Not all protests are riots

It was less than a year ago that protests spread across the nation with the slogan, “Hands up! Don’t shoot!” Only some months before that there were live video feeds of the streets of Ferguson, Missouri, at night, with residents shouting at police armed with assault rifles. In light of the protests today, it seems the media forgot the lesson that they learned back then: Stop reporting sensationalist aspects of civil rights protests — especially the ones that result from an action of violence.

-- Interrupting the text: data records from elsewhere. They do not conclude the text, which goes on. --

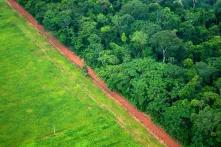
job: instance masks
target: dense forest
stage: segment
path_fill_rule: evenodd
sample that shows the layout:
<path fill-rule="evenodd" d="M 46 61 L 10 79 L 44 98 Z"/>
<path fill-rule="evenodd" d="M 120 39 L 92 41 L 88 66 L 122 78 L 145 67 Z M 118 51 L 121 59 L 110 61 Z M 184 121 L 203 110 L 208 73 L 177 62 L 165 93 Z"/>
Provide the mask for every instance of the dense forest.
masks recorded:
<path fill-rule="evenodd" d="M 221 0 L 18 0 L 184 146 L 221 146 Z"/>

In stories from Ferguson, we saw reporters focusing on the looters and arsonists that were automatically associated with the protests. Suddenly, the protests as a whole were labeled violent. What reporters failed to discuss were the Ferguson residents who cleaned up the broken windows of shops, and even gang members who protected businesses from looters because they were afraid of media coverage taking away from the more important issue: police brutality and the institutional racism that allowed it.

Earlier this week, CNN’s Wolf Blitzer interviewed activist Deeray McKesson. Blitzer kept asking McKesson about the violence in Baltimore, the police cars being burned and injuries sustained by both civilians and police. Blitzer asked him, “There’s no excuse for this violence, right?” McKesson, frustrated, responded, “And there’s no excuse for the seven people that the Baltimore police department has killed in the past year either, right?”

Reporting with such a clear agenda as Blitzer’s doesn’t just fail to do justice to the nature of the protesters, but also the nature of the whole city. Just as often as CNN and Fox News show us images of burning police vehicles and broken windows, there are unseen scenes of Baltimore residents cleaning up after the nights of the protests, taking brooms — not Molotov cocktails — to the the streets of the city. Videos of protesters standing with their arms outstretched in front of the crowd, trying to calm the tension by saying, “Don’t give them a reason,” seem to fail to reach media coverage. Instead, we watch on as a mother beats her son who was participating in the riots — a disturbingly subtle nod of approval from the media to treat protesters this way.

Peaceful protesters are still putting their hands up. They’re still linking arms. They’re still painting signs, singing songs, chanting chants, hoping for a better future. They’re still marching. We’re just not watching.